If a marriage ends, then as a general rule each party is entitled to half of the total property acquired during the marriage.  This is called “equalization” or “sharing” of matrimonial property.  Contrary to popular belief, this does NOT mean that the pension must be divided in half.  In many provinces, each spouse is entitled to half of the total family property, not half of each individual asset.


In some provinces, pensions are rarely divided.  Elsewhere, pensions are almost always divided.  There are significant financial ramifications to a pension division, both for the plan member and for the spouse.  It is not a settlement approach that should be taken lightly.  In particular, both parties (the plan member and the spouse) should get advice from an expert before agreeing to a lump-sum transfer from a pension plan to a Locked-in Retirement Account (LIRA).

Review of Administrator's Family Law Valuation (Ontario pension plans only)
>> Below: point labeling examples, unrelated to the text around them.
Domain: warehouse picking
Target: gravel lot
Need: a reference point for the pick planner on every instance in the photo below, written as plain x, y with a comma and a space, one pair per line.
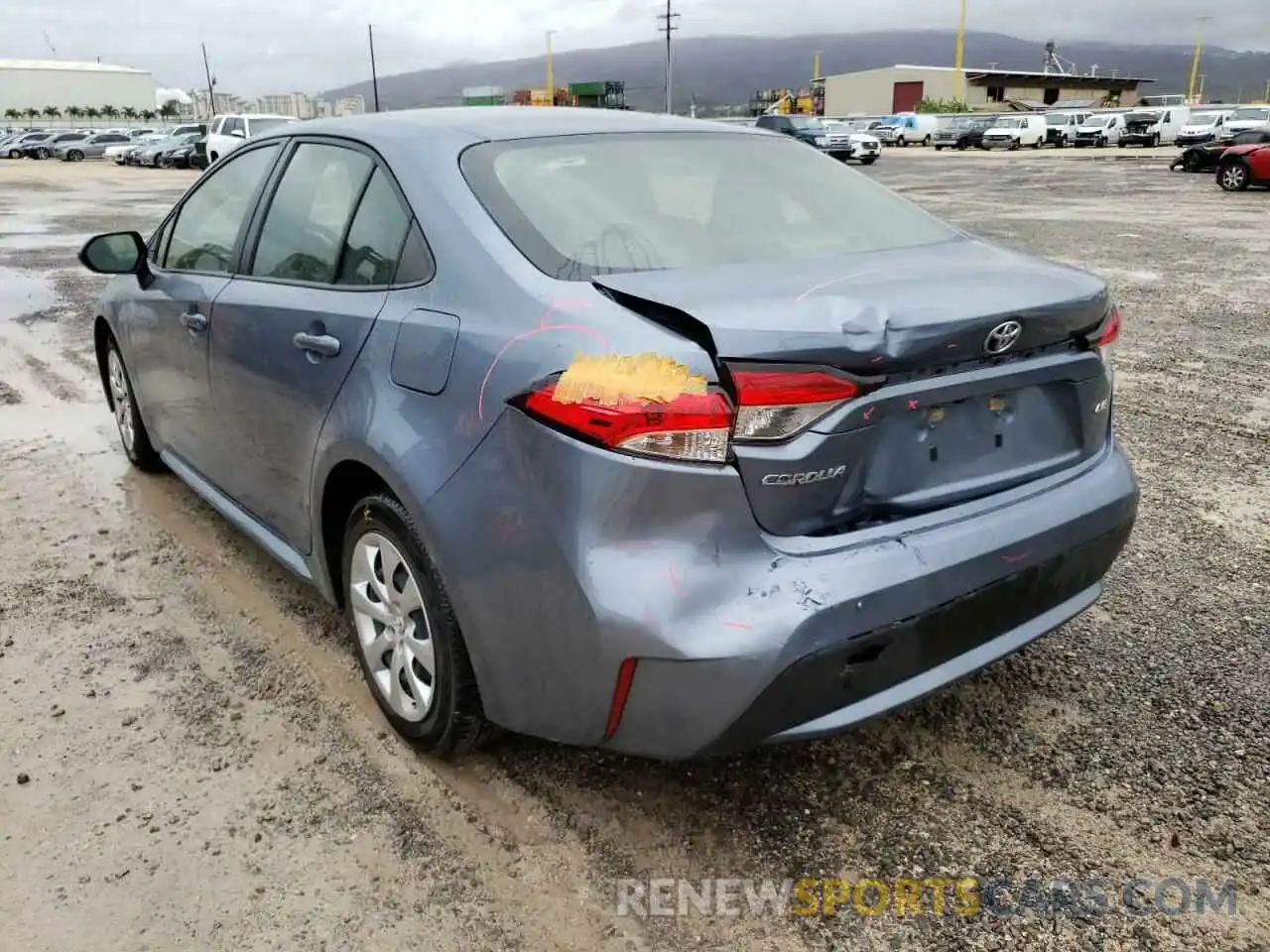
190, 761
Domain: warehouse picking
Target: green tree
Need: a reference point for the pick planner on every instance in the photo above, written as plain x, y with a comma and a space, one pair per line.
943, 105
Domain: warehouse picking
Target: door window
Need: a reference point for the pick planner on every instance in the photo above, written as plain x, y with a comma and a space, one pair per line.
304, 229
208, 222
375, 239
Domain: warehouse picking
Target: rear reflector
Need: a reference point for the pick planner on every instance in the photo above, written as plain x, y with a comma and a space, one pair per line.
621, 690
691, 428
776, 405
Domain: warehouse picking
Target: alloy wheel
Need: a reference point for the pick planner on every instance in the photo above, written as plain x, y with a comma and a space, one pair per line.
121, 397
393, 626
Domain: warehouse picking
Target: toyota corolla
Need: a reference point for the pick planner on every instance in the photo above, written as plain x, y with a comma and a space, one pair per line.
616, 429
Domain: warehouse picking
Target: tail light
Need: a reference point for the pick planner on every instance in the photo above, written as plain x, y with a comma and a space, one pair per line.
698, 428
775, 405
691, 428
1110, 331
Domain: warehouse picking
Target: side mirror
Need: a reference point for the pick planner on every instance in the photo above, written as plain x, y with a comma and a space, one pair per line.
117, 253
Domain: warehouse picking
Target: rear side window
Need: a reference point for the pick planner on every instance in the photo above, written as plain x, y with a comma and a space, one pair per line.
208, 222
302, 239
581, 206
375, 238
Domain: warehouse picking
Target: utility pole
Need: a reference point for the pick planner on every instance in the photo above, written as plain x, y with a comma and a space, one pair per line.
550, 71
959, 58
1199, 48
211, 84
670, 17
375, 79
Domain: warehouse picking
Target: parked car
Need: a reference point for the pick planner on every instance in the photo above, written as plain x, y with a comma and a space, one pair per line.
962, 132
45, 148
1061, 127
1016, 131
1098, 131
1246, 118
846, 143
714, 529
17, 148
1206, 158
1243, 166
1150, 127
229, 132
89, 148
907, 128
1203, 126
177, 157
It’s usually advisable to confirm the value of the pension BEFORE deciding how matrimonial property will be equalized.  In Ontario, most (but not all) pension administrators are required by law to calculate the Family Law Value of a pension if asked.  We will review and verify the administrator's Statement of Family Law Value if you wish.  To do so, we’ll need a copy of the Statement of Family Law Value and also a recent regular annual pension statement.

Pension Valuation Report

Elsewhere across Canada (and sometimes in Ontario), it is an independent actuary who will determine the value of the pension for matrimonial property purposes.  Here’s a list of the External link opens in new tab or windowinformation we need if you want us provide you with a pension valuation report.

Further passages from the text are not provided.